Richesse véritable

« Comme il sera difficile à ceux qui ont des richesses d’entrer dans le Royaume de Dieu ! » Dire cela en plein 7ème ! Est-ce que le Seigneur Jésus a bien conscience de ce qu’Il dit et surtout des personnes auxquelles Il s’adresse ? Dans un quartier où la transmission du patrimoine de génération en génération prend tant d’importance, doit-on fustiger ceux qui possèdent des richesses ? D’autant plus quand ces biens ont été  honnêtement gagnés et constituent le fruit d’un travail parfois séculaire. L’Église est d’ailleurs bien contente d’avoir des personnes capables de donner généreusement. La semaine dernière encore, Monsieur le Curé lançait un appel pour le denier de l’Église. Il conviendrait d’être un tant soit peu cohérent !... Allez, pour montrer ma bonne volonté, cette année, je fais un effort sur le denier. Cela sera suffisant, non ?

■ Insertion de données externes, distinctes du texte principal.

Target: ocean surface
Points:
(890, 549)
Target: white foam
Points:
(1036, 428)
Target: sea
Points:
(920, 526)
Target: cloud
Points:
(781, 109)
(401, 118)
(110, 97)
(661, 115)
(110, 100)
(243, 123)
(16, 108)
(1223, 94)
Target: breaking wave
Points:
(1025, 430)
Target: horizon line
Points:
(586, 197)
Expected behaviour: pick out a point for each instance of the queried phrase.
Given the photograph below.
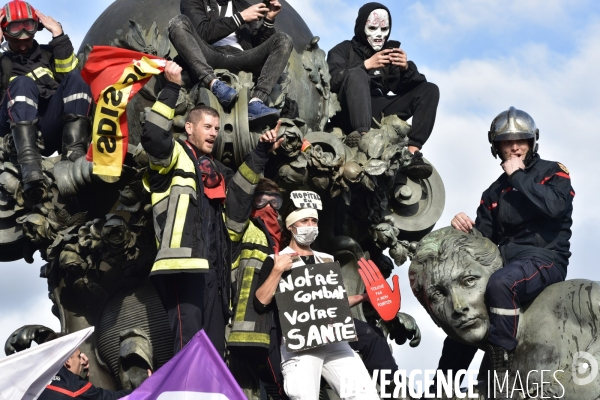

Eh bien ! non ! Cela ne sera pas suffisant. La question brûlante des richesses concerne en fait la question de notre trésor. « Va, vends ce que tu as et donne-le aux pauvres ; alors tu auras un trésor au ciel. » Où mettons-nous notre cœur ? Où est notre trésor ? Se poser cette question revient à comparer le temps que nous passons à gérer nos biens avec celui que nous consacrons à la prière. Nous savons bien que « l’argent ne fait pas le bonheur. » Et peut-être même que nous ne mettons pas du tout notre recherche de bonheur dans nos biens mais simplement, nous nous en occupons par obligation, par tradition familiale pour transmettre à nos enfants ce que nous avons nous-mêmes reçu. Mais cet envahissement peut nous entraîner à nous occuper plus de développer les biens de cette terre plutôt que de nous accrocher au Ciel, suscitant en nous plus d’inquiétude et de tristesse que de paix et de joie.

Ce monde passera avec tous nos biens. L’essentiel se trouve au Ciel. Voilà cette sagesse qu’il semble si doux de posséder : « En face de la sagesse, l’argent sera regardé comme de la boue. [...] Tous les biens me sont venus avec elle et, par ses mains, une richesse incalculable. » (1ère lecture). Osons donc laisser résonner ces paroles du Seigneur Jésus en nous, afin d’examiner nos vies et, quelle que soit la quantité de nos richesses, de cesser de les laisser nous entrainer à l’inquiétude et à la tristesse pour les mettre au service du Royaume de Dieu, de l’amour, de la paix et de la joie.